I’ve previously written only a few short words about one of my newer hobbies — mechanical keyboards — which has been a fantastic journey, keeping me occupied, teaching me new things, while providing a superior tool for all my writing at the same time. This all started over 30 years ago, when I used my first mechs, but which I left behind when I switched to laptops. Unfortunately, I listened a little too much to Jason Snell and John Gruber talking about their mechanical keyboards on their podcasts, so here I am, and I’d like to share what I’ve collected so far…
Vortex Race 3
My first mechanical keyboard, since I stopped using them some 20 years ago, was the Vortex Race 3. It’s hardware programmable, meaning I can define what each key does without needing additional software, which makes it perfectly suitable as an iPad input device. The Race 3 has a 0° typing angle, was fitted with DSA keycaps, weighs about 500 grams, and is considered to be a 75% keyboard (which is a similar layout to MacBook keyboards).
It didn’t take me long to swap out the stock DSA keycaps for a custom set of XDA Oblique (above), inspired by Apple’s Extended Keyboard II. I also purchased a set of XDA Canvas (below) — a keycap set inspired by Dieter Rams’ work. It’s more playful, has Dieter references in the keycap legends (including his iconic glasses), and uses a custom font designed just for this set.
Since I wasn’t happy with the stock Cherry MX switches the keyboard came with, I desoldered all of them and replaced them with far superior Gateron Yellows.
I managed to come by one of only 175 Doro67’s produced (that I know of — more could have been made just for the Chinese market). The keyboard is far from perfect in many respects, but this was my first 65% form factor (similar to 75% but without the F-row). This was also my first complete build, including soldering. I once again chose to use Gateron Yellow switches, having become accustomed to their feel in the Vortex — they’re smooth linear switches with a spring that just feels right to me. The Doro itself has an 8° typing angle and weighs in at around 1.4 kg. I first outfitted it with GMK White-on-Black keycaps (above) — a Cherry sculpted profile which feels much better on an angled keyboard than the XDA profile, which is more at home on flat keyboards.
I have since replaced the set above with RAMA WORKS’ ePBT Heavy Industry Seq. 2 — a set with dye-sublimated instead of double-shot legends. Since GMK keycap sets are made from ABS and Heavy Industry is PBT, its acoustic signature is slightly different, but not dramatically so.
I am currently considering rebuilding the Doro67 with another set of switches.
I waited 6 months for the frosted polycarbonate Think6.5° to arrive and promptly mounted GMK Minimal on it. The keyboard weighs in at around 1 kg, has a 6.5° typing angle, and is made from frosted polycarbonate, to diffuse the 14 under-glow LEDs, 4 LEDs above the badge on the right-hand side, and 4 LEDs around the ESC key. The lighting is fully configurable, can be turned off, or…

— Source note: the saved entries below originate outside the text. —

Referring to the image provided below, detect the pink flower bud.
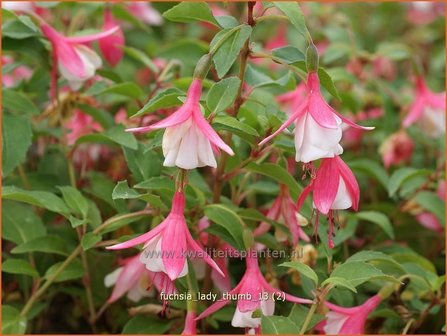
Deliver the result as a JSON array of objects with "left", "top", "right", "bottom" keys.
[{"left": 99, "top": 9, "right": 124, "bottom": 67}]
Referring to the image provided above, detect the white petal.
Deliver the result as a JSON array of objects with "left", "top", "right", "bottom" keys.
[
  {"left": 295, "top": 112, "right": 343, "bottom": 163},
  {"left": 196, "top": 124, "right": 217, "bottom": 167},
  {"left": 104, "top": 267, "right": 123, "bottom": 287},
  {"left": 421, "top": 107, "right": 445, "bottom": 137},
  {"left": 260, "top": 296, "right": 275, "bottom": 316},
  {"left": 331, "top": 177, "right": 353, "bottom": 210},
  {"left": 323, "top": 311, "right": 349, "bottom": 335},
  {"left": 231, "top": 308, "right": 260, "bottom": 329},
  {"left": 140, "top": 235, "right": 165, "bottom": 273}
]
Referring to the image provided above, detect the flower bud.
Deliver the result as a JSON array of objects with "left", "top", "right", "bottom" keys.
[
  {"left": 193, "top": 53, "right": 213, "bottom": 80},
  {"left": 306, "top": 43, "right": 319, "bottom": 72}
]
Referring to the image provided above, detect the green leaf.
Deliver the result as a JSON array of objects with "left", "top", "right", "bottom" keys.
[
  {"left": 12, "top": 235, "right": 69, "bottom": 256},
  {"left": 349, "top": 158, "right": 389, "bottom": 190},
  {"left": 346, "top": 250, "right": 405, "bottom": 274},
  {"left": 273, "top": 2, "right": 308, "bottom": 37},
  {"left": 2, "top": 258, "right": 39, "bottom": 278},
  {"left": 2, "top": 201, "right": 46, "bottom": 245},
  {"left": 330, "top": 261, "right": 399, "bottom": 287},
  {"left": 2, "top": 186, "right": 70, "bottom": 216},
  {"left": 162, "top": 2, "right": 219, "bottom": 27},
  {"left": 245, "top": 162, "right": 301, "bottom": 199},
  {"left": 44, "top": 260, "right": 84, "bottom": 282},
  {"left": 122, "top": 315, "right": 173, "bottom": 334},
  {"left": 2, "top": 113, "right": 32, "bottom": 177},
  {"left": 123, "top": 46, "right": 158, "bottom": 73},
  {"left": 76, "top": 125, "right": 138, "bottom": 150},
  {"left": 2, "top": 89, "right": 39, "bottom": 115},
  {"left": 132, "top": 87, "right": 184, "bottom": 117},
  {"left": 376, "top": 42, "right": 411, "bottom": 61},
  {"left": 57, "top": 186, "right": 89, "bottom": 219},
  {"left": 261, "top": 315, "right": 300, "bottom": 334},
  {"left": 321, "top": 276, "right": 357, "bottom": 293},
  {"left": 280, "top": 261, "right": 318, "bottom": 286},
  {"left": 212, "top": 115, "right": 259, "bottom": 144},
  {"left": 354, "top": 211, "right": 394, "bottom": 239},
  {"left": 97, "top": 82, "right": 144, "bottom": 99},
  {"left": 388, "top": 168, "right": 432, "bottom": 197},
  {"left": 204, "top": 204, "right": 245, "bottom": 251},
  {"left": 206, "top": 76, "right": 241, "bottom": 113},
  {"left": 2, "top": 306, "right": 27, "bottom": 334},
  {"left": 413, "top": 191, "right": 445, "bottom": 225},
  {"left": 2, "top": 15, "right": 40, "bottom": 39},
  {"left": 112, "top": 180, "right": 163, "bottom": 208},
  {"left": 288, "top": 304, "right": 325, "bottom": 332},
  {"left": 81, "top": 232, "right": 101, "bottom": 251},
  {"left": 318, "top": 67, "right": 341, "bottom": 101},
  {"left": 123, "top": 143, "right": 162, "bottom": 182},
  {"left": 272, "top": 46, "right": 305, "bottom": 64},
  {"left": 210, "top": 25, "right": 252, "bottom": 78}
]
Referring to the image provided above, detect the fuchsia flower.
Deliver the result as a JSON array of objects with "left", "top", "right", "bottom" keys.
[
  {"left": 126, "top": 3, "right": 163, "bottom": 26},
  {"left": 126, "top": 79, "right": 234, "bottom": 169},
  {"left": 181, "top": 312, "right": 197, "bottom": 336},
  {"left": 321, "top": 295, "right": 381, "bottom": 335},
  {"left": 104, "top": 254, "right": 176, "bottom": 305},
  {"left": 379, "top": 130, "right": 414, "bottom": 169},
  {"left": 107, "top": 192, "right": 224, "bottom": 281},
  {"left": 41, "top": 22, "right": 119, "bottom": 91},
  {"left": 196, "top": 250, "right": 312, "bottom": 333},
  {"left": 297, "top": 155, "right": 360, "bottom": 248},
  {"left": 104, "top": 254, "right": 151, "bottom": 303},
  {"left": 98, "top": 9, "right": 124, "bottom": 67},
  {"left": 65, "top": 109, "right": 103, "bottom": 145},
  {"left": 254, "top": 184, "right": 310, "bottom": 246},
  {"left": 259, "top": 72, "right": 373, "bottom": 163},
  {"left": 403, "top": 76, "right": 445, "bottom": 137}
]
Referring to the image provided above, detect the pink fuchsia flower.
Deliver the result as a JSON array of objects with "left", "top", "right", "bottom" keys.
[
  {"left": 2, "top": 56, "right": 32, "bottom": 88},
  {"left": 195, "top": 249, "right": 312, "bottom": 332},
  {"left": 372, "top": 56, "right": 397, "bottom": 81},
  {"left": 126, "top": 2, "right": 163, "bottom": 26},
  {"left": 107, "top": 191, "right": 224, "bottom": 281},
  {"left": 416, "top": 180, "right": 445, "bottom": 233},
  {"left": 297, "top": 155, "right": 360, "bottom": 248},
  {"left": 407, "top": 2, "right": 444, "bottom": 25},
  {"left": 379, "top": 130, "right": 414, "bottom": 169},
  {"left": 182, "top": 312, "right": 197, "bottom": 336},
  {"left": 65, "top": 109, "right": 103, "bottom": 145},
  {"left": 259, "top": 72, "right": 373, "bottom": 163},
  {"left": 98, "top": 9, "right": 125, "bottom": 67},
  {"left": 321, "top": 295, "right": 381, "bottom": 335},
  {"left": 403, "top": 76, "right": 445, "bottom": 137},
  {"left": 254, "top": 184, "right": 310, "bottom": 246},
  {"left": 104, "top": 254, "right": 151, "bottom": 303},
  {"left": 41, "top": 22, "right": 119, "bottom": 91},
  {"left": 126, "top": 79, "right": 234, "bottom": 169}
]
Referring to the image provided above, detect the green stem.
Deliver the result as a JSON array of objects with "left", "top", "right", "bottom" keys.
[{"left": 300, "top": 300, "right": 318, "bottom": 334}]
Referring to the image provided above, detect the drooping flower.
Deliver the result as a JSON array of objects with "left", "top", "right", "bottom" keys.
[
  {"left": 98, "top": 9, "right": 125, "bottom": 67},
  {"left": 104, "top": 254, "right": 151, "bottom": 303},
  {"left": 253, "top": 184, "right": 310, "bottom": 246},
  {"left": 195, "top": 249, "right": 312, "bottom": 333},
  {"left": 379, "top": 130, "right": 414, "bottom": 169},
  {"left": 182, "top": 312, "right": 197, "bottom": 335},
  {"left": 297, "top": 155, "right": 360, "bottom": 248},
  {"left": 402, "top": 76, "right": 445, "bottom": 137},
  {"left": 259, "top": 72, "right": 373, "bottom": 163},
  {"left": 107, "top": 191, "right": 224, "bottom": 281},
  {"left": 321, "top": 295, "right": 381, "bottom": 335},
  {"left": 65, "top": 109, "right": 103, "bottom": 145},
  {"left": 126, "top": 2, "right": 163, "bottom": 26},
  {"left": 41, "top": 22, "right": 119, "bottom": 91},
  {"left": 126, "top": 79, "right": 234, "bottom": 169}
]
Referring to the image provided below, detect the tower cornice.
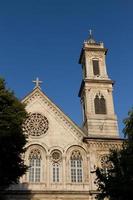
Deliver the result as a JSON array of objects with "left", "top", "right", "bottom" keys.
[
  {"left": 78, "top": 79, "right": 114, "bottom": 97},
  {"left": 79, "top": 46, "right": 108, "bottom": 64}
]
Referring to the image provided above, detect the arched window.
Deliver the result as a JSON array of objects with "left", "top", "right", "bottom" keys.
[
  {"left": 94, "top": 95, "right": 101, "bottom": 114},
  {"left": 53, "top": 163, "right": 59, "bottom": 182},
  {"left": 51, "top": 150, "right": 62, "bottom": 183},
  {"left": 92, "top": 59, "right": 100, "bottom": 76},
  {"left": 94, "top": 94, "right": 107, "bottom": 114},
  {"left": 29, "top": 149, "right": 41, "bottom": 182},
  {"left": 70, "top": 150, "right": 83, "bottom": 183}
]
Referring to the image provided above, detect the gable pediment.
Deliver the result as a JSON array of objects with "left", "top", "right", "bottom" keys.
[{"left": 22, "top": 87, "right": 85, "bottom": 144}]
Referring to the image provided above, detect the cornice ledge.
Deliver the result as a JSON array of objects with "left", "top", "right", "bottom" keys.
[
  {"left": 85, "top": 78, "right": 114, "bottom": 85},
  {"left": 83, "top": 136, "right": 124, "bottom": 142},
  {"left": 5, "top": 189, "right": 91, "bottom": 195},
  {"left": 83, "top": 136, "right": 124, "bottom": 149}
]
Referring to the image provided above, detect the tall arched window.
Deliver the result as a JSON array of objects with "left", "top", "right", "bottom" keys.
[
  {"left": 29, "top": 149, "right": 41, "bottom": 182},
  {"left": 92, "top": 59, "right": 100, "bottom": 76},
  {"left": 51, "top": 150, "right": 62, "bottom": 183},
  {"left": 94, "top": 94, "right": 107, "bottom": 114},
  {"left": 53, "top": 163, "right": 59, "bottom": 182},
  {"left": 70, "top": 150, "right": 83, "bottom": 183}
]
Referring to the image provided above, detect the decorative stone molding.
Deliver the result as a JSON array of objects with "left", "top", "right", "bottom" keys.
[
  {"left": 50, "top": 150, "right": 62, "bottom": 163},
  {"left": 99, "top": 154, "right": 113, "bottom": 169},
  {"left": 29, "top": 148, "right": 42, "bottom": 159},
  {"left": 83, "top": 137, "right": 123, "bottom": 150}
]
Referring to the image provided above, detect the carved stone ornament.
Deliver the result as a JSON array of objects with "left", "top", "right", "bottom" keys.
[
  {"left": 29, "top": 148, "right": 41, "bottom": 159},
  {"left": 51, "top": 150, "right": 62, "bottom": 162},
  {"left": 23, "top": 113, "right": 49, "bottom": 136},
  {"left": 100, "top": 155, "right": 113, "bottom": 169}
]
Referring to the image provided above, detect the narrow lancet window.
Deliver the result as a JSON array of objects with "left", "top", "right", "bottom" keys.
[
  {"left": 53, "top": 163, "right": 60, "bottom": 182},
  {"left": 94, "top": 95, "right": 107, "bottom": 114},
  {"left": 93, "top": 60, "right": 100, "bottom": 76},
  {"left": 51, "top": 150, "right": 62, "bottom": 183},
  {"left": 100, "top": 96, "right": 107, "bottom": 114}
]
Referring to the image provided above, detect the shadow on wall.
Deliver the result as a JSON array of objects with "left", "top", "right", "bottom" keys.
[{"left": 2, "top": 183, "right": 34, "bottom": 200}]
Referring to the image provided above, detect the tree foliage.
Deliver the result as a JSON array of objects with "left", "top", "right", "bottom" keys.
[
  {"left": 95, "top": 108, "right": 133, "bottom": 200},
  {"left": 0, "top": 78, "right": 28, "bottom": 190}
]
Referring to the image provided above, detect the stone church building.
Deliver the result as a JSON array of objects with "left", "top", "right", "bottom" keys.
[{"left": 6, "top": 33, "right": 122, "bottom": 200}]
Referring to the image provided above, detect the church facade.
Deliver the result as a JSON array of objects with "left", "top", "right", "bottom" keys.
[{"left": 6, "top": 33, "right": 122, "bottom": 200}]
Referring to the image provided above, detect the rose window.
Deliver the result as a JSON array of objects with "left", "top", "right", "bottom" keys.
[{"left": 23, "top": 113, "right": 49, "bottom": 136}]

… it can be colour-matched to a keycap set, as I succeeded doing with GMK Metropolis, which came in a few days ago.
Since the Think6.5° has hot-swap sockets, switches do not require soldering — you can just pop them in and out at any time. I built it using Zeal Sakurios, which is a silent linear switch. If you’re curious what both the Doro and Think sound like while typing, just watch both videos embedded below (set volume to around 30-40% to hear what I’m hearing).
I forgot to mention that the Doro67 and Think6.5° are both powered by open-source QMK firmware, which is fully programmable and customisable.
I have one more keyboard coming in the next few weeks and it will probably be my final one for now, although there are a few on the horizon which are incredibly tempting. More on this topic soon.
If you like building things, need a good keyboard, then consider mechanical keyboards as hobby — I’m having so much fun, that I even designed my own keycap set (render below). Hopefully it will debut in early 2020.